Bankruptcy Alphabet – S is Sole Proprietorship

by Jeff Curl

What happens to my sole proprietorship in bankruptcy?

Operating a sole proprietorship is a huge topic in bankruptcy that covers a lot of ground.  So let’s take a couple of smaller bites and break down what operating a sole proprietorship means in bankruptcy.  We have the pleasure of working with a lot of business owners, and sole props have their own special issues.


You Cannot “Just File for the Business”

A lot of sole prop owners in financial distress ask if they can file the business only, and not involve themselves personally.  The short answer is no.  Having a license from the city to operate as a DBA (doing business as) does not create a separate legal entity.  Corporations and LLCs are formed as separate entities under the laws of the state where they are formed.  Sole proprietorships do not obtain this legal designation.  So if you are John Smith DBA John’s Auto Shop, you will be filing yourself and business as one.


Filing a Sole Prop in Chapter 7

It is really important to understand what happens when filing Chapter 7 and you are operating a business as a sole prop.  Here are couple of major considerations:

  • When you file Chapter 7, all of your assets go into the bankruptcy estate, including the inventory and receivables of the business.  Your Chapter 7 trustee is the trustee of the estate, meaning she or he controls the assets.  Understanding the values of your assets is paramount because you are allowed to exempt and keep a certain amount, but it is not unlimited.  If you cannot protect everything, the trustee may liquidate your unprotected assets.
  • The trustee is also responsible for any liabilities that arises from the business. Therefore, there’s a risk that the trustee may demand that you cease operating your business while the trustee administers your assets. This varies by trustee to trustee and varies by the business.  For example, operating a restaurant as a sole prop has many inherent liability potentials, such as payroll taxes, suits by employees against the business owner, and injuries claimed by patrons.  Contrast this with the person working as a consultant with his or her laptop out of their home that raises less concerns from a liability perspective.  This is a factually sensitive discussion you should have with your bankruptcy attorney.

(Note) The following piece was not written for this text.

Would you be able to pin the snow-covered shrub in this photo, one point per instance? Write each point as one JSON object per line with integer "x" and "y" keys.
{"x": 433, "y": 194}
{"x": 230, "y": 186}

Filing a Sole Prop in Chapter 13

There are several distinction between Chapter 7 and Chapter 13 when it comes to operating a proprietorship.  Here’s a couple of important ones:

  • The sole proprietor can continue to operate the business in Chapter 13 without the threat of shutdown by the trustee as can happen in Chapter 7.  A sole proprietor can also opt to shut down the business before or during a Chapter 13 as well.
  • A Chapter 13 trustee does not liquidate assets like a Chapter 7 trustee.

In other words, Chapter 13 generally offers flexibilities and forgiveness that are not available in Chapter 7.  But sometimes one chapter is better than the other, or sometimes you only qualify for one.  Operating a business leads to a lot of complicated issues quickly in the bankruptcy world, so please consult with a bankruptcy attorney familiar with these complications.